Wir baten noch um schönes Wetter, es blieb bedeckt aber glücklicherweise trocken. Jeder bekam seinen Sprungpartner zugeteilt, der einen wieder sicher auf den Boden bringen sollte. Diese Jungs waren schon ganz lustige Kerle, mit ihren Witzen und der humorvollen Art fiel es uns schon etwas leichter in den Flieger zu steigen. Noch schnell ein Interview fürs Video und dann saßen wir auch schon in der Maschine.
Der Flieger war ganz schön klein, es befanden sich gerade mal zwei Bänke im Laderaum, auf der wir alle hintereinander saßen und darauf warteten aus dem Flieger geworfen zu werden. Wir erreichten die erste Marke von 12.000 Fuss, wo die ersten Springer den Flieger verließen. Die Türe öffnete sich und wir sahen wie die Ersten schreiend hinaus fielen und in die Tiefe stürzten! ..ganz schön beeindruckend!!
Die Türe schloss sich wieder und es ging weiter bis auf 15.000 Fuss. Im Flieger bakamen wir noch Sauerstoffmasken aufgesetzt, nicht dass wir vor dem Sprung noch ohnmächtig werden ;-)
Jetzt wurde es ernst, der Flieger war auf ca. 5.000 m Höhe angekommen und die Türe öffnete sich - jetzt gab es kein Zurück mehr. Felix saß ganz vorne und wurde als erster mit seinem Sprungpartner aus dem Flieger "geworfen", darauf folgte Andrea. Wir sind also wirklich beide gesprungen! :-)
Der Fall war echt der Wahnsinn!! Aus dieser unglaublichen Höhe sah der See und das Land wirklich klein aus, wie die Satellitenfotos, die man aus Google Earth kennt ;-)

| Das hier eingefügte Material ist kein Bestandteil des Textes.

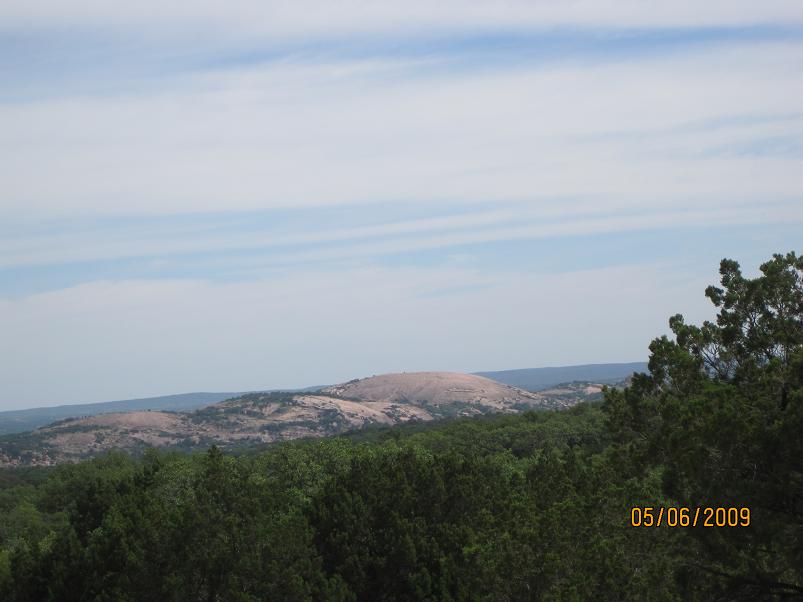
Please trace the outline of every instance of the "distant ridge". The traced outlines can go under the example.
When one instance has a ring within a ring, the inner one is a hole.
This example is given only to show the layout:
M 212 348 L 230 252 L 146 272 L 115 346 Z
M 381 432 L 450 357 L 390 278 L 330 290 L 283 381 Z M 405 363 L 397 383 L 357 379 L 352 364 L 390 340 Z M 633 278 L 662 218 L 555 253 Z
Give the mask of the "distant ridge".
M 79 403 L 51 408 L 8 410 L 0 412 L 0 435 L 31 431 L 51 422 L 75 416 L 96 416 L 107 412 L 132 412 L 137 410 L 194 410 L 242 394 L 242 392 L 180 393 L 178 395 L 121 399 L 119 401 L 102 401 L 99 403 Z
M 614 383 L 627 378 L 633 372 L 646 371 L 647 362 L 629 362 L 622 364 L 583 364 L 580 366 L 559 366 L 554 368 L 523 368 L 521 370 L 474 372 L 474 374 L 526 391 L 541 391 L 555 385 L 575 381 Z
M 0 467 L 51 466 L 112 449 L 134 454 L 151 447 L 245 449 L 372 425 L 566 409 L 601 395 L 602 385 L 589 382 L 534 393 L 476 374 L 380 374 L 313 392 L 248 393 L 195 410 L 67 418 L 28 433 L 0 436 Z
M 505 385 L 518 387 L 525 391 L 543 391 L 555 385 L 569 382 L 593 382 L 612 384 L 620 382 L 633 372 L 647 370 L 646 362 L 620 364 L 586 364 L 581 366 L 559 366 L 553 368 L 525 368 L 522 370 L 500 370 L 495 372 L 475 372 Z M 325 385 L 301 389 L 283 389 L 292 392 L 317 391 Z M 271 389 L 279 391 L 281 389 Z M 256 391 L 267 393 L 269 391 Z M 144 410 L 188 411 L 219 403 L 226 399 L 246 394 L 245 391 L 223 393 L 180 393 L 140 399 L 123 399 L 100 403 L 60 405 L 50 408 L 31 408 L 26 410 L 0 411 L 0 435 L 23 433 L 48 425 L 57 420 L 78 416 L 96 416 L 110 412 L 136 412 Z

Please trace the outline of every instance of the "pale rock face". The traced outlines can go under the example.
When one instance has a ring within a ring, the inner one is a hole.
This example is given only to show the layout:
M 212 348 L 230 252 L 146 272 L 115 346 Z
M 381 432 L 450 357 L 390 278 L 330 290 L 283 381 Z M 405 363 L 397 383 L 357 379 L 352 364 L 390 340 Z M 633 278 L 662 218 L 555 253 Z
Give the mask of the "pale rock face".
M 539 405 L 542 401 L 535 393 L 482 376 L 457 372 L 383 374 L 328 387 L 323 392 L 363 401 L 425 403 L 433 406 L 462 402 L 497 409 L 517 403 Z

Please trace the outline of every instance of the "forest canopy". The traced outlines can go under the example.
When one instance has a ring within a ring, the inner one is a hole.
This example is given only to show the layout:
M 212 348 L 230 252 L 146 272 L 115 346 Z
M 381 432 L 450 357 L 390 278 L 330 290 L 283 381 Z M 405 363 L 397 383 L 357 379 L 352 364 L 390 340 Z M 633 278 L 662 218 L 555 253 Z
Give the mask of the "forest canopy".
M 4 471 L 0 599 L 803 597 L 803 258 L 705 295 L 601 403 Z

Der Wind pfiff nur so an uns vorbei.
Nach 60 Sekunden freiem Fall öffnete sich der Fallschirm und wir konnten bei gemütlichem Gleitschirmflug durchatmen...

... und die Aussicht genießen ;-)

Dann hieß es: Füße hoch, wir landen!
Geschafft!! Die Fallschirme haben nicht versagt, wir wurden nicht ohnmächtig, wir sind gesund und munter am Boden angekommen und waren begeistert! Am liebsten wären wir gleich nochmal gesprungen :-)
Jetzt wissen wir auch, wieso die Vögerl zwitschern! Das verraten wir aber nicht, das müsst ihr schon selbst mit einem Fallschirmsprung herausfinden ;-)
Schirmherr und -frau
Wir glauben, wir haben jetzt das erste Bild eueres Neuseelandaufenthaltes gesehen, auf dem Andrea nicht lächelt ... das kurz nach dem Ausstieg (*g*).
Felix scheint vor dem Sprung noch schnell mal fromm geworden zu sein. Mama hat jetzt ein neues Bild "Betende Hände" - mit Sohn. Und Papa erinnert das Ganze an Flintsbach ...
Wir freuen uns schon auf das ganze Video und natürlich auf die nächsten Bilder.
Bitte meldet euch nochmal vor dem Abflug.